El caso Lozoya sirve lo mismo para un roto que para un descosido. Quizás lo más perturbador sea la desfachatez con que el gobierno utiliza al antiguo director de Pemex para tapar sus muchas vergüenzas. Lo primero que hay que comentar es que los supuestos padecimientos de Lozoya, trasladado a México desde una prisión española, no tienen ningún viso de realidad. El sistema penitenciario español es particularmente riguroso con la salud de los reclusos. El propio Ministerio del interior negó las supuestas afecciones que se le detectaron al llegar a nuestro país. El gobierno federal mintió sobre la salud de Lozoya. La mentira sirvió para desplazarlo a un hospital privado de la Ciudad de México, con objeto de no ingresarlo en prisión, eludiendo su obligada comparecencia ante el juez. A la falsedad se sumó la artimaña. No tardó el presunto delincuente en declarar. Dados los antecedentes no es descartable que su testimonio sin rigor procesal se apegara al guion previamente establecido por el gobierno. Por donde se le mire, todo es un gran montaje para encubrir la ineptitud del ejecutivo ante las crisis económica, sanitaria, social y de seguridad. Emilio Lozoya muy en su papel comenzó a soltar nombres sin más respaldo hasta ahora que el de su imaginación o las sugerencias debidamente bisbiseadas.

Llama la atención el circo mediático en torno al financiamiento ilegal de las campañas electorales del 2012. En realidad, si hubo financiamiento ilícito, el delito ha prescrito. De manera que no se sabe muy bien cuál es el fondo de las declaraciones de Lozoya, a no ser que su propósito sea la propaganda, única expresión de la fracasada la 4T. Es comprensible que el imputado diga lo que quieren que diga, ante la amenaza de cárcel para él, su mujer y su madre. No lo es que el numerito lo haya diseñado el mismo gobierno que se lava las manos ante la pandemia, incapaz de enfrentar el desmoronamiento de la economía, indiferente ante el descontento social, entregado al crimen organizado. En realidad, el gobierno federal hace con este caso lo único que sabe, aprovechar la oportunidad para regalar a los ciudadanos numeritos de varietés. El asunto es de interés porque liquida a la vez el Estado de Derecho, transforma a un presunto delincuente en brazo armado de la ley y asume como probadas denuncias imaginarias. Lo único que concede esta violación flagrante de las garantías procesales es una salida patética al ejecutivo reactivo a la realidad del país. La puesta en escena le resta veracidad, rigor y certeza jurídica.

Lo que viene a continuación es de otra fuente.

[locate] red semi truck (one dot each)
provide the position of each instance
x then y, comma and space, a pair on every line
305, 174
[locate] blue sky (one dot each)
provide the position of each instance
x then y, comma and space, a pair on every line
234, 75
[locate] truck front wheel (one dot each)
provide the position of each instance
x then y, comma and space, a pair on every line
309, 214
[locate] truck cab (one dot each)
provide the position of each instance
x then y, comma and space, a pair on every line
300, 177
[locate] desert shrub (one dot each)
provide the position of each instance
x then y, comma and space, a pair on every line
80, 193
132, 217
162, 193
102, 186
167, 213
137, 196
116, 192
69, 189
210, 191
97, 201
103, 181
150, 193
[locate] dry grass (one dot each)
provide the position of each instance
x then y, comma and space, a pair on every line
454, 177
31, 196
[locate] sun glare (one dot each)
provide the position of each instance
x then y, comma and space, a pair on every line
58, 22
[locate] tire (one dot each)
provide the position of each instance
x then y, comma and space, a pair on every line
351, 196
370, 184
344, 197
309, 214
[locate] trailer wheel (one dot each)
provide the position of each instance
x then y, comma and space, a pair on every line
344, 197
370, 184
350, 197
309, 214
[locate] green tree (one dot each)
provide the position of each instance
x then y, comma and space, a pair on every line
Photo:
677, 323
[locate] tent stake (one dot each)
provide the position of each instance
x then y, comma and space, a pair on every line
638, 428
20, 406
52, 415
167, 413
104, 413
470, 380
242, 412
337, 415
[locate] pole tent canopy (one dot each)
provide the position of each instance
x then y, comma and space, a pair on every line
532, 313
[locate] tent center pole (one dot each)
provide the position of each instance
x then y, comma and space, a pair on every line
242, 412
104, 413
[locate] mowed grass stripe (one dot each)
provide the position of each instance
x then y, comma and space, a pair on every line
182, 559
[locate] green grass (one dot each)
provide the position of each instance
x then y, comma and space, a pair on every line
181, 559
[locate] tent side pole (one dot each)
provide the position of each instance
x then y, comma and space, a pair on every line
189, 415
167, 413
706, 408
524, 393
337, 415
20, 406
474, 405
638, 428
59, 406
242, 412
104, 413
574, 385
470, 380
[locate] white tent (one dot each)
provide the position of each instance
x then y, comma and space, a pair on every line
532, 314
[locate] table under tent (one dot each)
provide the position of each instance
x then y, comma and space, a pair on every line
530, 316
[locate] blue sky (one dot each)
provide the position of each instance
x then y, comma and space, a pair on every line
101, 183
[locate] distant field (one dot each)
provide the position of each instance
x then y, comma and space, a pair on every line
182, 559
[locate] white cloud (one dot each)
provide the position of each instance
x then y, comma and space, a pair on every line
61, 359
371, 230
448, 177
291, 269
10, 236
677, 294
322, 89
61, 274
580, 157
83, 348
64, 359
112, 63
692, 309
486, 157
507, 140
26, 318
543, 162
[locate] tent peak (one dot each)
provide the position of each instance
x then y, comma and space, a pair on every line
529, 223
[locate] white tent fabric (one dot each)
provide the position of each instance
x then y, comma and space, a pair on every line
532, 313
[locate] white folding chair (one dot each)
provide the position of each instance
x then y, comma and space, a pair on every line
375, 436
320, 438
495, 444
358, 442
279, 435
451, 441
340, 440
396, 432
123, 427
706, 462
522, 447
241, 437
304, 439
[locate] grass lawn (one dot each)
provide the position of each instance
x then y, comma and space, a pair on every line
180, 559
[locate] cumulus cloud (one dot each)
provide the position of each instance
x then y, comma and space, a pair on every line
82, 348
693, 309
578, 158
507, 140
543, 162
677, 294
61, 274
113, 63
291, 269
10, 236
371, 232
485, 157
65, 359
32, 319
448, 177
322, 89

Luego llega lo único que importa. Las acusaciones probadas. López Obrador ya ha decidido que deben de comparecer ante el juez para declarar todos los nombres que ha vertido Lozoya. No ha dicho que como el delito ha prescrito el juez puede llamar a quien se le pegue la gana, pero será el testigo el que decida asistir, sin otra condición que el ejercicio de su libertad. De momento, no hay nada en el caso Lozoya que tenga consecuencias legales. El gobierno federal suma otra falsedad a las declaraciones del presunto delincuente. El caso exhibe lo que es el ejecutivo y su manejo interesado de los asuntos pasando por encima de la legalidad y del Estado de Derecho. De momento se tiene a un acusado que no está enfermo pero está enfermo, un presunto delincuente que es fiscal, un caso que ha prescrito y unos nombres que pude ser otros cuando sea necesario.